Early “limits to growth” concerns centered around food production, but in the twentieth century we learned how to use technology and massive investments of fossil fuels to dramatically increase agricultural production via mechanization and fertilizers.  Concern then shifted to pollution that was beginning to poison us and our ecosystem.  Substantial progress against pollution was made in developed countries, but pollution continues to be a severe problem in developing countries.

World population growth and rapid economic development in the less developed countries has put inexorable pressure on the value-chain economy.

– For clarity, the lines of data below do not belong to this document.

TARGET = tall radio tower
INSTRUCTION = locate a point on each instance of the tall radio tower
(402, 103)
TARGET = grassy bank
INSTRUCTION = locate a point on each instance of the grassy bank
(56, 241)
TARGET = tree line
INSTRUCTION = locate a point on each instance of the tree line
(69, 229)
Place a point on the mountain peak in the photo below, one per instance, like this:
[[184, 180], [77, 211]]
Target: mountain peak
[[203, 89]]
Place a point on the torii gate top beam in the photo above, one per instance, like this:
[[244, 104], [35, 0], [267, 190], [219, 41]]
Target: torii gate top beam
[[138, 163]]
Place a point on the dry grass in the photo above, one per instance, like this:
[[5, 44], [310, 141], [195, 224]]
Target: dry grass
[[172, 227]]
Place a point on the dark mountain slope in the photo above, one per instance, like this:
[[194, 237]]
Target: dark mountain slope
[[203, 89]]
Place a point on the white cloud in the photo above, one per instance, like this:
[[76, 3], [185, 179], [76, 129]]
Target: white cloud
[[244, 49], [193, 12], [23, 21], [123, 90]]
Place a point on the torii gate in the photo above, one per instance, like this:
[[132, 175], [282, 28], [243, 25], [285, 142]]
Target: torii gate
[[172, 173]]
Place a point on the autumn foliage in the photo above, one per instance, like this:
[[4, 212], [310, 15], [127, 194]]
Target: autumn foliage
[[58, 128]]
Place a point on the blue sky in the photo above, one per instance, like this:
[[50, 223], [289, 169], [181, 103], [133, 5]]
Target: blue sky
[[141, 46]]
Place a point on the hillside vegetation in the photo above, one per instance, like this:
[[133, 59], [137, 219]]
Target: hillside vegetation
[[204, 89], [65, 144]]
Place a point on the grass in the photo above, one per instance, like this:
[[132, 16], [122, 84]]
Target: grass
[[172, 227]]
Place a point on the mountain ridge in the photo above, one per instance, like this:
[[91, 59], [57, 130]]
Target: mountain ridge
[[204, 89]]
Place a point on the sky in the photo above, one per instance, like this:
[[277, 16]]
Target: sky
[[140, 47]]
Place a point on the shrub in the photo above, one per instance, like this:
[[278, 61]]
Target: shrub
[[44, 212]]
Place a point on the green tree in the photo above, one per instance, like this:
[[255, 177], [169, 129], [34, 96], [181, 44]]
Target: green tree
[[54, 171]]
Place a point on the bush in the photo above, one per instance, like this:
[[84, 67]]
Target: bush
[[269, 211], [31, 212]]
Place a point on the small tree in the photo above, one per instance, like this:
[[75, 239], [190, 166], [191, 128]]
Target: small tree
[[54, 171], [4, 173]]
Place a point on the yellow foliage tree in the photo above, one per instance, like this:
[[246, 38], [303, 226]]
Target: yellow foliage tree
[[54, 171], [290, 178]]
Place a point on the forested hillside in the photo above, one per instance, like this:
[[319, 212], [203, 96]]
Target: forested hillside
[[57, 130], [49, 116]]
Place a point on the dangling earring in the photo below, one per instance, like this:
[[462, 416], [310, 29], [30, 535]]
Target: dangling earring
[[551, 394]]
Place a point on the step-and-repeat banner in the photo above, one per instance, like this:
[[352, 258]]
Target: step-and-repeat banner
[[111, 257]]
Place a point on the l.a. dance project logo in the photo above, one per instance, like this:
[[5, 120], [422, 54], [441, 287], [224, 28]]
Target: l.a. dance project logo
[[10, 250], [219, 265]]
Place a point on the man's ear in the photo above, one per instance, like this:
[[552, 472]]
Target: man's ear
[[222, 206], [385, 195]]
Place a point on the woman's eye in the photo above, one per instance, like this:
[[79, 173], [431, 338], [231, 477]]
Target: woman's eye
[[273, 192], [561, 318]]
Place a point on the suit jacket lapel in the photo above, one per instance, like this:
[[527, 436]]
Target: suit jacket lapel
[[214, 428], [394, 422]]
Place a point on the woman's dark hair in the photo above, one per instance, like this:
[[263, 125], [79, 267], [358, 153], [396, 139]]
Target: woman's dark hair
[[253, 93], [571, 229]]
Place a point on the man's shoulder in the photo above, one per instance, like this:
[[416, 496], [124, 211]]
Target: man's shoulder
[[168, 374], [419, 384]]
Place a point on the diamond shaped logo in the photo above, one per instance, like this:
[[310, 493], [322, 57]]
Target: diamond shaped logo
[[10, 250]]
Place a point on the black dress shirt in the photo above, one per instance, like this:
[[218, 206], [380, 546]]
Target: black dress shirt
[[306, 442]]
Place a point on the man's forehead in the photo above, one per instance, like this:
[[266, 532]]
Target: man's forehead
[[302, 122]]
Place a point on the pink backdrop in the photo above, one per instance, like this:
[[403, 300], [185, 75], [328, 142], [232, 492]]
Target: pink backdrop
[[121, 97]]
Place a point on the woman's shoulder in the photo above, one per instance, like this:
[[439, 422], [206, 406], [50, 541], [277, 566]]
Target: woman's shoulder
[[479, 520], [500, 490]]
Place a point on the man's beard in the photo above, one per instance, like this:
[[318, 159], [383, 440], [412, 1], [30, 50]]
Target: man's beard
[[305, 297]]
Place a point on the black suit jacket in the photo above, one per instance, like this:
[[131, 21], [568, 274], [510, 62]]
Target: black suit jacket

Over the past 40 years we have recognized that we are exhausting our fossil fuels, mines, soils, forests, and fisheries.  The value chain economy is dying.

Or, it is evolving.  When resource constraints arise, costs go up, and waste of resources diminishes.  Intelligence is applied to find new, more efficient products and methods of production.  A value-loop economy emerges, where energy efficiency is maximized, resources are continually reprocessed into new materials and products, and waste is minimized.

Diagram from Evolution Of Sustainability Within Design, by Carlo Vezzoli

We are in the transition.  The current financial crisis is a symptom, not a cause.  Although the economic depression has caused commodity and energy prices to drop due to suddenly decreased demand, any attempt to restart the old economy through stimulus spending is doomed to failure.  The financial crisis stemmed from “stimulus spending”, provided by the banks in the form of debt leverage.  Government spending, improperly targeted, will simply deepen the crisis.   Properly targeted towards creating a value-loop economy, however, government spending can be very effective.

The transition will not be painless or quick.  We should expect substantial disruption, with many business bankruptcies and substantial unemployment.  But the more we recognize what we need to accomplish, the sooner we can re-employ in new, value-loop savvy industries and organizations.